Les luttes pour l’émancipation des femmes ne présentaient aucun caractère révolutionnaire dans « Il romanzo di una maestra » d’Annetta Fusinetti (1891) ; mais la dimension chrétienne de la vie et l’image biblique de la justice immanente ne semblaient plus fournir les réponses à celles qui ne se résignaient pas à accepter leur dépendance. Le problème fondamental était de créer les conditions permettant à la nouvelle génération issue de la société industrielle moderne de s’adapter aux comportements et aux modes de pensée dominants. Dix ans plus tard « Il romanzo d’una maestra » d’Ida Baccini évoquait un univers très différent. L’auteur avait dû abandonner l’enseignement, son fils unique étant né de père inconnu, et elle vivait de ses écrits de littérature pour l’enfance.
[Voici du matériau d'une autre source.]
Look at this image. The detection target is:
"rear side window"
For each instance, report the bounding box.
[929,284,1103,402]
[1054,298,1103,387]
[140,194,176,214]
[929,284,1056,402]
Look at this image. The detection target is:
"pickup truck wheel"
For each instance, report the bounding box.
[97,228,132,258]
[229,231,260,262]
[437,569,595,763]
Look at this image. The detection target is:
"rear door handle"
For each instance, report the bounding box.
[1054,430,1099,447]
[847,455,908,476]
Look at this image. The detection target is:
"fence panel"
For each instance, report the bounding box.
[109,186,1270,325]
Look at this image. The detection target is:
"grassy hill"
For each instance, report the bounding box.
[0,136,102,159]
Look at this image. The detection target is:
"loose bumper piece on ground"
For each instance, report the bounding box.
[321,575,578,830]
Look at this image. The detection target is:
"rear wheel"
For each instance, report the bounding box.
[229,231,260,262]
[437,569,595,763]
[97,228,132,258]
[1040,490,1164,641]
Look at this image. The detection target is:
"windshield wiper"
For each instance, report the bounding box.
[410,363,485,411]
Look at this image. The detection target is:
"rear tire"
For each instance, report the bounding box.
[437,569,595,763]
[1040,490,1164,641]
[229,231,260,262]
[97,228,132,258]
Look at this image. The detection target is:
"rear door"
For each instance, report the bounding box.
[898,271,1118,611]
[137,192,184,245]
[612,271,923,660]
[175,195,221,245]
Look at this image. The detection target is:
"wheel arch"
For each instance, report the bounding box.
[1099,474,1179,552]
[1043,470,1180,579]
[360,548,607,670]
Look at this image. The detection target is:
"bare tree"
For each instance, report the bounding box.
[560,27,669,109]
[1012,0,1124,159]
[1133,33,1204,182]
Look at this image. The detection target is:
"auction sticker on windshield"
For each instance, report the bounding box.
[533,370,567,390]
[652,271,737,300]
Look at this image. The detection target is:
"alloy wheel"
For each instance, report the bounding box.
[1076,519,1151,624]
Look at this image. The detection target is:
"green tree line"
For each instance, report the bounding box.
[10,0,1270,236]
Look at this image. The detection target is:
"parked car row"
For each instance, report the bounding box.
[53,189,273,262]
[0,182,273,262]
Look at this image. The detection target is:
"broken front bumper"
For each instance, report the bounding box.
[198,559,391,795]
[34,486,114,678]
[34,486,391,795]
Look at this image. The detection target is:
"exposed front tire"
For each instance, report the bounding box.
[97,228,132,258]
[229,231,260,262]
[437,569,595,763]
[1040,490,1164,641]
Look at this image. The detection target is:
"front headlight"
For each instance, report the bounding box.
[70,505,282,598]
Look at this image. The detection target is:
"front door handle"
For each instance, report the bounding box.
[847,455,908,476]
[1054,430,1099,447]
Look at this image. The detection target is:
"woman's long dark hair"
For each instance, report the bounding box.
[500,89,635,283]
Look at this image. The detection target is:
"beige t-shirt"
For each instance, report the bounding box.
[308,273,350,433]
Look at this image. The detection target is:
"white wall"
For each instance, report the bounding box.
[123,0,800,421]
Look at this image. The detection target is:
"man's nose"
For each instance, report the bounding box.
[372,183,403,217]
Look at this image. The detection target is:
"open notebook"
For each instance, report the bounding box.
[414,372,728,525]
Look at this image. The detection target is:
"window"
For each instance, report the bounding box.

Ses œuvres typiquement post-risorgimentales restaient respectueuses des schémas sociaux et des traditions religieuses ; mais les institutrices du début du XXe siècle n’étaient plus les mêmes. Elles étaient issues de la petite bourgeoisie et avaient connu plus souvent la formation des Écoles normales. Elles enseignaient dans leur localité d’origine et n’étaient plus victimes du déracinement qui mettait leurs aînées à la merci des édiles de villages de campagne. Elles menaient une existence plus aisée où la profession d’enseignante leur permettait de construire leur identité personnelle et d’assumer un rôle social. À l’époque où se formait la première organisation nationale d’enseignants (Unione Magistrale Nazionale), les institutrices italiennes connaissaient leurs droits et étaient prêtes à les faire respecter. L’ouvrage d’Anna Ascenzi annonce l’éclosion du féminisme en Italie ; celui-ci remonte sans doute à la publication autobiographique de « Una donna » (1906) qui valut une réputation internationale à son auteur, Sibilla Aleramo.